Ke depan, Irsyady menganalisis peluang pertumbuhan double digit emiten ritel hingga akhir 2025 dinilai terbatas dan hanya realistis bagi peritel dengan eksposur tinggi pada segmen upper middle dan ekspansi format toko yang agresif, seperti MAPI dan AMRT.
Momentum musiman akhir tahun melalui periode Natal dan Tahun Baru diperkirakan memberikan dorongan secara kuartalan terutama di kategori fashion dan convenience store.
Selain faktor musiman, implementasi stimulus 8+4+5 serta penyaluran BLT kuartal IV-2025 sekitar Rp30 triliun bagi sekitar 35 juta keluarga termasuk 17 juta penerima baru berpotensi menopang konsumsi jangka pendek, dengan efektivitas bergantung pada ketepatan waktu dan sasaran distribusi.
Sementara, Ratih menilai segmen ritel yang berorientasi pada konsumen menengah ke atas lebih resilien terhadap tekanan ekonomi, karena kelompok ini memiliki daya beli yang relatif stabil meski di tengah perlambatan yang tercermin dari terjaganya SSSG.
Oleh karena itu, saham-saham ritel yang fokus pada segmen premium, seperti produk gaya hidup, makanan dan minuman modern, serta fesyen, berpotensi tetap mencatatkan kinerja positif.

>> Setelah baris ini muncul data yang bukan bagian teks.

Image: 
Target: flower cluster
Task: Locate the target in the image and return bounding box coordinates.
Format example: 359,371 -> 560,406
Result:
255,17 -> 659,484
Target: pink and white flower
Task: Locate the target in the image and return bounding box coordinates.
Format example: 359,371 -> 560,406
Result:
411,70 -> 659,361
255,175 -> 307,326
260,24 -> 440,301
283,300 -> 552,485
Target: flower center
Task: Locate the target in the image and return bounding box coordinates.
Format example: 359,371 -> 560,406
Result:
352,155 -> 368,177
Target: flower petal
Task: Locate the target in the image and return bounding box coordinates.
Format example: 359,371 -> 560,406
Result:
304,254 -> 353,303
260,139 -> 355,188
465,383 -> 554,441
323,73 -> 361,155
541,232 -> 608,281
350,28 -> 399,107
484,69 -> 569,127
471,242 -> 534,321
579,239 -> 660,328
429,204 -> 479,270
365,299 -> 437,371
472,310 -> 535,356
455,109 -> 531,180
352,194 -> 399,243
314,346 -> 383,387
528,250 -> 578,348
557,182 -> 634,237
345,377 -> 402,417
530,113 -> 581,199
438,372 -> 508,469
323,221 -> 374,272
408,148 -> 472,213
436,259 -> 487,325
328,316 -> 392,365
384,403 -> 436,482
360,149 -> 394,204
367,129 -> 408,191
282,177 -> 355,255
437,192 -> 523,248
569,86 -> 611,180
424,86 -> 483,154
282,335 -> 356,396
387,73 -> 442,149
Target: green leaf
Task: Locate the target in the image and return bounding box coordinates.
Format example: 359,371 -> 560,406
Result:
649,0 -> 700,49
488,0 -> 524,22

Selain itu, perusahaan yang efisien dan mampu memanfaatkan strategi multi-channel lebih mampu menjaga marjin di tengah fluktuasi permintaan.
“Momentum libur Nataru juga dapat menjadi katalis tambahan, mengingat potensi kenaikan indeks keyakinan konsumen dan ritel sales secara historis ditambah adanya stimulus fiskal yang memperbaiki persepsi terhadap kondisi ekonomi,” ucap Ratih.
AMRT Chart by TradingView
Irsady merekomendasikan buy on weakness saham AMRT dengan entry level di Rp 1.935-Rp 1.900, take profit di Rp 2.100-Rp 2.090 dan stop loss di Rp 1.825-Rp 1.820 per saham.
Menurutnya, pendekatan akumulatif ini mempertimbangkan prospek pertumbuhan stabil, strategi ekspansi jaringan yang berkelanjutan, serta eksposur kuat terhadap konsumsi kebutuhan harian yang relatif tahan terhadap fluktuasi daya beli.
Adapun Ratih menyarankan buy on breakout saham MAPI dengan target harga resistance Rp 1.500 dan support di Rp 1.250 per saham dan buy on weakness saham AMRT di target harga resistance Rp 2.300, serta pertimbangkan support di level Rp 1.840 per saham.